Seven participants were included in the feasibility analysis. Time spent in 3.9-10 mmol/L was similar between both interventions (81%-84%). Four participants were included in the pilot analysis. Time spent in 3.9-10 mmol/L was similar between the FiASP-and-placebo with FCC and FiASP-and-pramlintide with SMA interventions (70%), but was lower in the FiASP-and-placebo with SMA intervention (60%). Time less than 3.9 mmol/L and gastrointestinal symptoms were similar across all interventions. Emotional distress was moderate at baseline, after the FiASP-and-placebo with FCC and SMA interventions, and fell after the FiASP-and-pramlintide with SMA intervention. SMA reportedly afforded participants flexibility and reduced mealtime concerns.
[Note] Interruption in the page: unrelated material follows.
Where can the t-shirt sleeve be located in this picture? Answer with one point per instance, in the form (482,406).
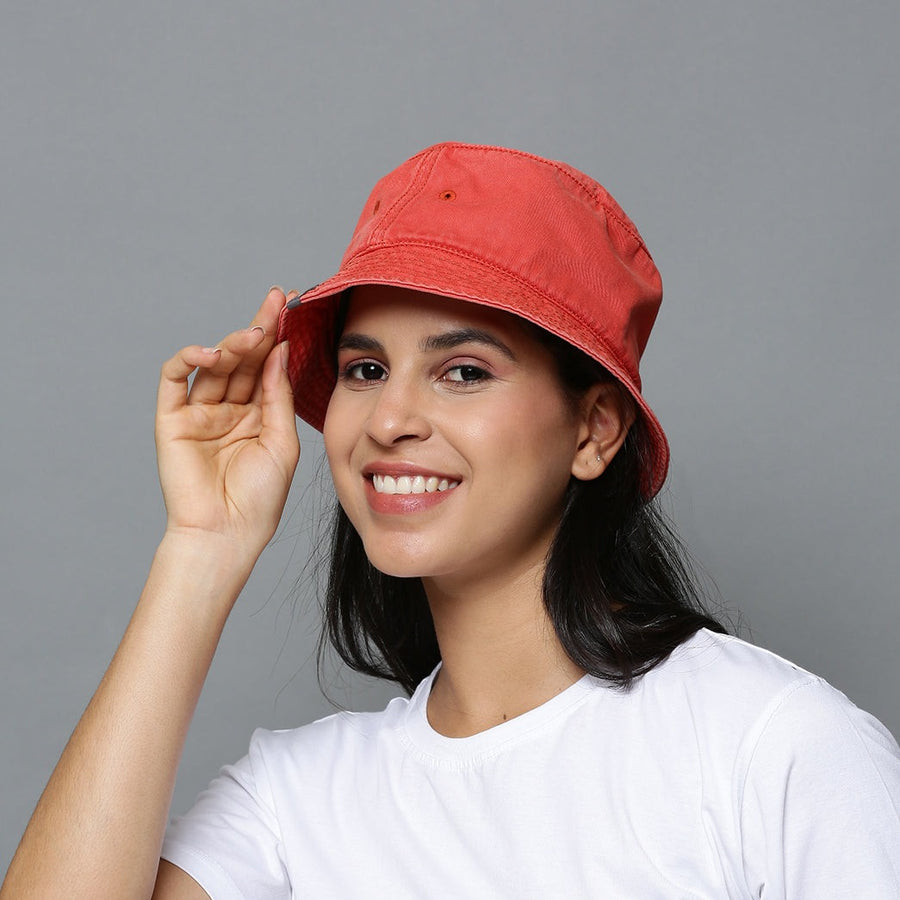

The FiASP-and-pramlintide system has the potential to substitute carbohydrate counting with SMA without degrading glucose control.
评估 FiASP-普兰林肽闭环系统是否有可能替代基于碳水化合物计数的饮食方案(即不进行碳水化合物计数而进行餐前大剂量胰岛素注射),同时保持与 FiASP 闭环系统相当的血糖控制效果。
我们进行了一项为期 24 小时的可行性研究,比较了 FiASP 系统结合全碳水化合物计数(FCC)与 FiASP-普兰林肽系统结合简单饮食宣告(SMA)的方案。随后,我们进行了一项为期 12 天的门诊试点研究,比较了 FiASP-安慰剂系统结合 FCC、FiASP-普兰林肽系统结合 SMA 以及 FiASP-安慰剂系统结合 SMA 的方案。基础-餐时 FiASP-普兰林肽按照固定比例(1U:10μg)给药。评估了血糖控制效果、胃肠道症状和糖尿病困扰的问卷调查结果,并通过参与者访谈建立了初步的编码框架以评估用户体验。
7 名参与者纳入可行性分析。两种干预措施下血糖在 3.9-10mmol/L 之间的时间比例相似(81%-84%)。4 名参与者纳入了试点分析。FiASP-安慰剂结合 FCC 和 FiASP-普兰林肽结合 SMA 两种干预措施下血糖在 3.9-10mmol/L 之间的时间比例相似(70%),但 FiASP-安慰剂结合 SMA 的时间比例较低(60%)。血糖<3.9mmol/L 和胃肠道症状在所有干预措施中相似。所有干预措施的基线情绪困扰均处于中度水平,在 FiASP-安慰剂结合 FCC 和 SMA 干预后增加,在 FiASP-普兰林肽结合 SMA 干预后下降。SMA 据称赋予了参与者灵活性并减少了就餐时的担忧。
FiASP-普兰林肽系统有可能通过 SMA 替代碳水化合物计数,而不降低血糖控制效果。